Sunday, November 27, 2022

Time

 Time goes by weirdly in sobriety. It has weight and density. It takes up space and energy. It feels like a responsibility and some days it’s great. Others, it’s fucking awful.

I just went through a pretty intense training at work and I’m still a bit disoriented from the whole thing. Part 1 was a few months ago and was amazing. I was able to connect different parts of things that were in my brain for better understanding and I felt strange for a week. Part two was kinda a wash, more just practice.
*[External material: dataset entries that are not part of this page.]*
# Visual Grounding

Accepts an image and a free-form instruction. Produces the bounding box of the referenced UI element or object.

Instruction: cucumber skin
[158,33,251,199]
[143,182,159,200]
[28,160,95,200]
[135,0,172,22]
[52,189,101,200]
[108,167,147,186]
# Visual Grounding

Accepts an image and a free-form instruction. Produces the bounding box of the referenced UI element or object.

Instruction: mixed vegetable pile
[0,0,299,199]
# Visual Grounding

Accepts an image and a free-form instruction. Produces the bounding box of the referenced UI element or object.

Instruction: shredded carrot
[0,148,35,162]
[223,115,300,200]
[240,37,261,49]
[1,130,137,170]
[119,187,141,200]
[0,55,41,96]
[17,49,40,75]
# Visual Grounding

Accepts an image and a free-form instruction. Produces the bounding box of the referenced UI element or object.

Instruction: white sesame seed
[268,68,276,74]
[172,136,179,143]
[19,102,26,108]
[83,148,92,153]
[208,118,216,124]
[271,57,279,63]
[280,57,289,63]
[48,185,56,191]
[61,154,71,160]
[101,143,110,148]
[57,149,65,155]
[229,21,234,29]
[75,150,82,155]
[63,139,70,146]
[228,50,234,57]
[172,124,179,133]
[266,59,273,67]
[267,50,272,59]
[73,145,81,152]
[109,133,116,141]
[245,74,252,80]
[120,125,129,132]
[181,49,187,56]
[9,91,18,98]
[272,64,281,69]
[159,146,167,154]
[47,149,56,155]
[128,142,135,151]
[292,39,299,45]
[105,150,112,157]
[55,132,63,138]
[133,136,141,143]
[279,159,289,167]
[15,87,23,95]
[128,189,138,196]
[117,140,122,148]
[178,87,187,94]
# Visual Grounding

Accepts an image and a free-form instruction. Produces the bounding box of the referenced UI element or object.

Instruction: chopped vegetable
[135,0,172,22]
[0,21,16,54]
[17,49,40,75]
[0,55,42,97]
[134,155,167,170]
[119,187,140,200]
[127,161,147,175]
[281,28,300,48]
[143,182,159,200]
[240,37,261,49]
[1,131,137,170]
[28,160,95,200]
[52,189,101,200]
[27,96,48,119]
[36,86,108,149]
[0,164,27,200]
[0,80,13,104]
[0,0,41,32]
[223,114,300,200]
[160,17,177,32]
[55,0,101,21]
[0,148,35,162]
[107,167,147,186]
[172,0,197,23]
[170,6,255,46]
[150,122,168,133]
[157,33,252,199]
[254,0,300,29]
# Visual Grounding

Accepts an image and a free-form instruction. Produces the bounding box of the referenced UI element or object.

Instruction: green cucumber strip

I don't know how to relax. I started drinking when I was 13, on and off until college. Then it was party hard one night, rest the next for a bit. Weekends were long and grueling, but so many laughs with friends. I don't remember where I was some nights. It's all kinda a blur.

I kept drinking a lot when I was around family functions, holidays, events, weddings, funerals, and fuck, towards the end there were few times when I wasn't heavily drinking. I remember having some beers before going to a church event. That was awkward as fuck but I kept thinking I should go out to the car to drink more to make it less awkward. 

I'm at this weird point now where I'm happy with how I feel physically, mentally, emotionally. I just feel a bit distant. Like I'm not "fun." I don't know how to have fun. I catch myself sometimes almost having fun but then the wind goes out of the sails and I'm kinda just back down again. 

This training was the same way. I felt like I found my calling, like it meant something. But then part two happened and I was less so. It felt like fucking work. It felt like it didn't make sense anymore. I felt like I was back not knowing what I'm doing. Ugh. Time is going so slowly.